Stop ou encore?

Stop ou encore?

24 janvier 2021 par 

Je donne le nom de peste à la corruption de l’intelligence bien plus sûrement qu’à l’infection de l’air qui nous entoure.

- Marc-Aurèle, IIe siècle

Le complot comme explication vient d’un besoin de trouver coûte que coûte une cause à ce qui arrive pour lui attribuer un sens. Cet appétit sémantique est profondément inscrit en nous. Dès l’aube des temps, Homo sapiens a cherché à comprendre le feu, les étoiles, la mort, jetant ainsi les jalons qui allaient mener à la science et à l’apparition de différents cultes. Au Québec, la religion catholique a longtemps fourni les récits qui justifiaient tout, même la misère : pour aller au ciel, valait mieux être pauvre et malade que riche et en santé (parabole du chameau et de l’aiguille). L’Église catholique romaine, des siècles durant, s’est sentie menacée par une science ennemie de ses dogmes, car la science est pétrie d’incertitudes : le vrai n’est vrai que jusqu’à ce que de nouvelles données invalident ce qui a précédé. Galilée en a fait les frais.

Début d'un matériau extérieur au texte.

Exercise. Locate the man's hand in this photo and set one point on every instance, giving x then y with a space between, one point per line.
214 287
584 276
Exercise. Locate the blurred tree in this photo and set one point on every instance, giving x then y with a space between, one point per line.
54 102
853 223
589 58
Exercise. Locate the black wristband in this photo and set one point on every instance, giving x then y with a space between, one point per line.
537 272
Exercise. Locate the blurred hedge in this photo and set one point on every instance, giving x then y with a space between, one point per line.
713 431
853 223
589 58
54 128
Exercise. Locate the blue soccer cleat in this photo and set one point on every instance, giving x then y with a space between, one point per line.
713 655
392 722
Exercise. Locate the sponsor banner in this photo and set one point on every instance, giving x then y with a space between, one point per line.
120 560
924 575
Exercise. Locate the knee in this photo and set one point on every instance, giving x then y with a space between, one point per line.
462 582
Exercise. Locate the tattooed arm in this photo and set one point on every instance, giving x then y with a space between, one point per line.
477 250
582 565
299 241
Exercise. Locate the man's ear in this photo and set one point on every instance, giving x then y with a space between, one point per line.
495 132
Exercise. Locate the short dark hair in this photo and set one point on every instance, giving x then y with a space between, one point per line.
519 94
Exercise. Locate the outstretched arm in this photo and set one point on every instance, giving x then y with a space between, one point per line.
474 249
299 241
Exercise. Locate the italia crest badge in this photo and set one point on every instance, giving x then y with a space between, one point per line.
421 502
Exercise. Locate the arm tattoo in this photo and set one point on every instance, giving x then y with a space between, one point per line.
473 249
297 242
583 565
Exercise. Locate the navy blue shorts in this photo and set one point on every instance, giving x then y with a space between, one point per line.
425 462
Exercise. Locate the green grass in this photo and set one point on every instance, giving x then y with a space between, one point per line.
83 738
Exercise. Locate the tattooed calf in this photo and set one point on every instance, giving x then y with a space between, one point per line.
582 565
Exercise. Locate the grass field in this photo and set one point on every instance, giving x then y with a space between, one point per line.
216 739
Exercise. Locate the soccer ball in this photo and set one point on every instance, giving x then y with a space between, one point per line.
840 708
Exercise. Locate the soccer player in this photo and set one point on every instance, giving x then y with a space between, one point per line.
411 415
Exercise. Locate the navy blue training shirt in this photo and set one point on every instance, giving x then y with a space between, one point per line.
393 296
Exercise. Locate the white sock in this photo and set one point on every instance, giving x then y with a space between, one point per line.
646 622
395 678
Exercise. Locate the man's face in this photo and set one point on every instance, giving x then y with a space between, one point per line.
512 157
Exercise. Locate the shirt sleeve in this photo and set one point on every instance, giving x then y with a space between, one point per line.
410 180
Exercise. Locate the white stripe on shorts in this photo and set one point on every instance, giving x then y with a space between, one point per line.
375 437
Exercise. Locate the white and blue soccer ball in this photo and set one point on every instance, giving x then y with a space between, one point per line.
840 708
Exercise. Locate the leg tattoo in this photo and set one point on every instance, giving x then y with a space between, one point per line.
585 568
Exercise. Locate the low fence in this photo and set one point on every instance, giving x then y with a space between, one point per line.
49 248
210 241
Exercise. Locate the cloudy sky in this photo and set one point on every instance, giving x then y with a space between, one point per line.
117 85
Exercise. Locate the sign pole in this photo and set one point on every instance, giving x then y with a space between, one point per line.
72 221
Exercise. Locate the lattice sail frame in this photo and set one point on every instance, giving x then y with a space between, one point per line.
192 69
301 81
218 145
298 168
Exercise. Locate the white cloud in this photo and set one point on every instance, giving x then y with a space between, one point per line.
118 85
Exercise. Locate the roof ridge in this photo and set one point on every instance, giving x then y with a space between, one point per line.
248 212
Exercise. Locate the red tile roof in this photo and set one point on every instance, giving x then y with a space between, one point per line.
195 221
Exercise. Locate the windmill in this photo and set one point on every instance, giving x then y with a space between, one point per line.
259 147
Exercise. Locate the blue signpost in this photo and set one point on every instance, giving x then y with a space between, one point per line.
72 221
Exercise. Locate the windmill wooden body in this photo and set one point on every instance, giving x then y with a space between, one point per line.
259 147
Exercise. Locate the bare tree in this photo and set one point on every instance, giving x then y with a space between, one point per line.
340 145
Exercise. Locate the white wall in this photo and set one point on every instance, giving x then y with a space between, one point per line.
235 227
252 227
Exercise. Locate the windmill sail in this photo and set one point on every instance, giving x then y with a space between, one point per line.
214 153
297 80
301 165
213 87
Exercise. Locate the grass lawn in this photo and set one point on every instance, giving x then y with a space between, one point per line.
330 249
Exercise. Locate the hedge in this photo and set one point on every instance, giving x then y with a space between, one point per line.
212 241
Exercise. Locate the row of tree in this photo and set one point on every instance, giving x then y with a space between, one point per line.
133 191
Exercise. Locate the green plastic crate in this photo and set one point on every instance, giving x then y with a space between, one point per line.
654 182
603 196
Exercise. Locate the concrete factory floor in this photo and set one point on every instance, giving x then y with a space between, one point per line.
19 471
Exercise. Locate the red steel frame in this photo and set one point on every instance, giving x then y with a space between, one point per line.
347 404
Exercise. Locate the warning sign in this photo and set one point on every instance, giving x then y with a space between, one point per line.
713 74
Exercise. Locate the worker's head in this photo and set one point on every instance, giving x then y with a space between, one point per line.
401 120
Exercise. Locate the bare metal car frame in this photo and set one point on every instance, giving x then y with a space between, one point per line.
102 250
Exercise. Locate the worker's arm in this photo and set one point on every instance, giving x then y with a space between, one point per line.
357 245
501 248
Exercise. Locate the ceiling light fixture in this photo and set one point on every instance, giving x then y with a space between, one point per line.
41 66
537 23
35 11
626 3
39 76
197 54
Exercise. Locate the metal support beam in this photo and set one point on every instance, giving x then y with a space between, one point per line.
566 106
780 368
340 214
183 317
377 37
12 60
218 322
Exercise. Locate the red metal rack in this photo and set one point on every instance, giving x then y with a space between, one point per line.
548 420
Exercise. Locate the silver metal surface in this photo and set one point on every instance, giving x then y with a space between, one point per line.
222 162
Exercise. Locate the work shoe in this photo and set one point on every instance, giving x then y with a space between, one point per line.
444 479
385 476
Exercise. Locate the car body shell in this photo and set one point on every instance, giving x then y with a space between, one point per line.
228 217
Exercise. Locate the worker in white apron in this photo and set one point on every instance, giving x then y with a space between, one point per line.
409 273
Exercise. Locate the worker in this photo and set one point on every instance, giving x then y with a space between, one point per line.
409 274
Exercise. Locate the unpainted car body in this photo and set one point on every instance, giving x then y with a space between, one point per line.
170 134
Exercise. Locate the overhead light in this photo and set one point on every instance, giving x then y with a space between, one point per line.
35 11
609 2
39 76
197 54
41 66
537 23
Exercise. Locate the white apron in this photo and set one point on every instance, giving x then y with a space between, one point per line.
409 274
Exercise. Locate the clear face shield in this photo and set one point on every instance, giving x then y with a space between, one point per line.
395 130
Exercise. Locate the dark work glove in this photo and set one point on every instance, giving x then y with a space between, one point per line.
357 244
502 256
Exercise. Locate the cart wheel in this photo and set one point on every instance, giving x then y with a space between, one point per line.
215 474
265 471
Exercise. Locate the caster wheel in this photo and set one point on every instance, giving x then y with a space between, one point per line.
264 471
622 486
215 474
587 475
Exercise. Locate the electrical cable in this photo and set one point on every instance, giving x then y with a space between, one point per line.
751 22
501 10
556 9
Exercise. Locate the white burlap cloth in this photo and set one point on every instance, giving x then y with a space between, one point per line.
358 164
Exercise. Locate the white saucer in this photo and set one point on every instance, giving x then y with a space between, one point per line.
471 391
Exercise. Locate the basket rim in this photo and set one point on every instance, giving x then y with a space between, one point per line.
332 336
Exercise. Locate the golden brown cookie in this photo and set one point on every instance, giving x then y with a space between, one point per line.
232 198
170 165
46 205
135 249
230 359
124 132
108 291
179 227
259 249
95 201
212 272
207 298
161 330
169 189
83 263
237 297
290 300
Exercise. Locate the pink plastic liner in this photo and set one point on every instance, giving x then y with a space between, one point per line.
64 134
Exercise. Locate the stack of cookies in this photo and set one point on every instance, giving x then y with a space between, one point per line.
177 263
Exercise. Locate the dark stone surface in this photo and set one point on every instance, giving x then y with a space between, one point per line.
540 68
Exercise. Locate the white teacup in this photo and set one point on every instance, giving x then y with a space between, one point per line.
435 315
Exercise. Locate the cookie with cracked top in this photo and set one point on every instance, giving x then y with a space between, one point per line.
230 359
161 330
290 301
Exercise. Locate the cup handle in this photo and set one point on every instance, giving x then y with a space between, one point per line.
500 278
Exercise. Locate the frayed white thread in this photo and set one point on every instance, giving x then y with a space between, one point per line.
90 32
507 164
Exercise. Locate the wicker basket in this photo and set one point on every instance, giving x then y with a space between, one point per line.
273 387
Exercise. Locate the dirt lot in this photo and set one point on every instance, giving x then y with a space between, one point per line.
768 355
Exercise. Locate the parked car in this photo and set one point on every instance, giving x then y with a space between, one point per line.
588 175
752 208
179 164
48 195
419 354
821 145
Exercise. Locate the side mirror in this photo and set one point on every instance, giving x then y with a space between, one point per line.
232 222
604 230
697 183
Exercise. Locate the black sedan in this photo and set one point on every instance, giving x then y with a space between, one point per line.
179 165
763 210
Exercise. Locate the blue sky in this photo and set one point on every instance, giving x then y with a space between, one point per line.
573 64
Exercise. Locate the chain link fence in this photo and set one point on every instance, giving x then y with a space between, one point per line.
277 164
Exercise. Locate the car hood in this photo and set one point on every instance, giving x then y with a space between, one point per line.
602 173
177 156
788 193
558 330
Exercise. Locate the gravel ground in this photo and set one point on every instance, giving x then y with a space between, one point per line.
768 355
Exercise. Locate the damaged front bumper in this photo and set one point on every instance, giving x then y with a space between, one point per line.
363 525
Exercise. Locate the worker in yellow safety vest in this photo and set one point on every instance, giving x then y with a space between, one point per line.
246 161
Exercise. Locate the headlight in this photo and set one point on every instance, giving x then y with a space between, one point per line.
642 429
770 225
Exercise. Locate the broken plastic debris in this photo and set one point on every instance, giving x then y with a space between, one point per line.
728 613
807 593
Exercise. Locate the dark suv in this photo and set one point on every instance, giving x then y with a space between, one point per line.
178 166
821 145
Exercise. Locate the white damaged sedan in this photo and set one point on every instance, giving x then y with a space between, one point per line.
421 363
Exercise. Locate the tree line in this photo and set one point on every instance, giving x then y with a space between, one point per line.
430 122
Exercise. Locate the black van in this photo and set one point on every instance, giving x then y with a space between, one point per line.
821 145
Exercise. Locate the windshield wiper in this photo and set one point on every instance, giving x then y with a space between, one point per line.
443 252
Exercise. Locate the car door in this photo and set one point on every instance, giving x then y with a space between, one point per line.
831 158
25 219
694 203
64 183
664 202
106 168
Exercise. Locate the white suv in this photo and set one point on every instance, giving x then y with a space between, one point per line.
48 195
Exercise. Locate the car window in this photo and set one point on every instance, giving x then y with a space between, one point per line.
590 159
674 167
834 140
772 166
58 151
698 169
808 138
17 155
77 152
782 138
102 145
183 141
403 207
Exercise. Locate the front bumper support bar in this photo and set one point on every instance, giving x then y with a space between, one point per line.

Avec le recours aux faits alternatifs (sic), de plus en plus d’individus ne savent plus à quel saint se vouer. Comme l’a exprimé spontanément un jeune homme lors d’un micro-trottoir, rue Saint-Germain : « Moi, la COVID, je crois pas trop à ça. » Mais il n’y a aucun doute : la terre est ronde, le monde n’a pas été créé en sept jours, les puces ne naissent pas de la saleté, des gens meurent de la COVID et Trump a perdu ses élections.

Dans le grand magma conspirationniste : de la terre plate aux satanistes pédophiles du Pizzagate; des micropuces de Bill Gates à un monde dirigé par des reptiliens; d’une COVID inoffensive à un dangereux virus créé en laboratoire; sans oublier le prophète Q et son trou noir QAnon; s’est formée une cacophonie de dissonances cognitives amplifiée grâce aux chambres d’écho que sont les réseaux sociaux. On ne sait trop si les gens disjonctent d’un seul coup en écoutant des Alexis Cossette-Trudel ou si le monde extérieur cesse petit à petit d’être intelligible pour ceux dont le cerveau est bombardé d’informations paradoxales jusqu’à ce que leur néocortex ne roule plus qu’en circuit fermé.

Croire à n’importe quoi en étant plusieurs à le faire savoir bruyamment est certes plus rassurant que vivre dans la solitude de l’incertitude, mais cela ressemble étrangement à un aller simple vers l’apocalypse. Existe-t-il un antidote?

LA CITADELLE INTÉRIEURE

Lorsqu’à la première plainte tonitruante, on s’empresse de retirer l’épisode d’une série télé ou une liste de lectures, pour les remettre en place le jour d’après, le moins que l’on puisse dire, c’est qu’on a oublié de réfléchir avant d’agir. La réflexion est pourtant l’antidote aux excès de bien-pensance comme aux dérives complotistes. Il faudrait pour cela réapprendre à trouver refuge dans sa citadelle intérieure, comme l’appelait Marc-Aurèle, pour être à l’abri des biais cognitifs et regarder le monde extérieur en dehors de tout préjugé passionnel. Méditer est à la mode, mais réfléchir serait encore mieux. Tout le monde a déjà expérimenté cet espace de vérité en soi où l’on sait si quelqu’un nous ment, où l’on sait ce que l’on doit faire ou ne pas faire, ce lieu où puiser le courage d’affronter l’adversité. Or notre époque ne valorise pas la réflexion, mais privilégie le geste impulsif, avec Internet comme immense défouloir : des vociférations hargneuses à propos de tout et de rien (Caroline Néron) jusqu’aux déviations les plus sordides (Pornhub).

PLUS GRAND QUE SOI

La pandémie bouscule nos habitudes de vie. Et s’il ne s’agissait que d’un prélude? Avec l’état d’urgence climatique qui nous guette, jamais les humains n’auront eu autant besoin de développer une force intérieure et une bonne capacité de réflexion pour affronter l’avenir. Parce que l’avenir, c’est demain.

Il est difficile de concevoir l’acceptation collective d’une forte et rapide diminution de notre consommation énergétique, comme de notre empreinte écologique, telle que l’exige l’état de la Terre, à moins que la protection de l’environnement n’acquière une dimension spirituelle. Remettre un peu de sacré dans nos vies donnerait un sens à nombre de petits gestes de la vie quotidienne : se nourrir, se vêtir, se déplacer… Envisager plus grand que soi permettrait aussi de s’élever au-dessus de ces catégories clivantes qu’une société postmoderne tente de nous imposer, car le seul véritable « safe space » est l’espace planétaire qui protège la vie.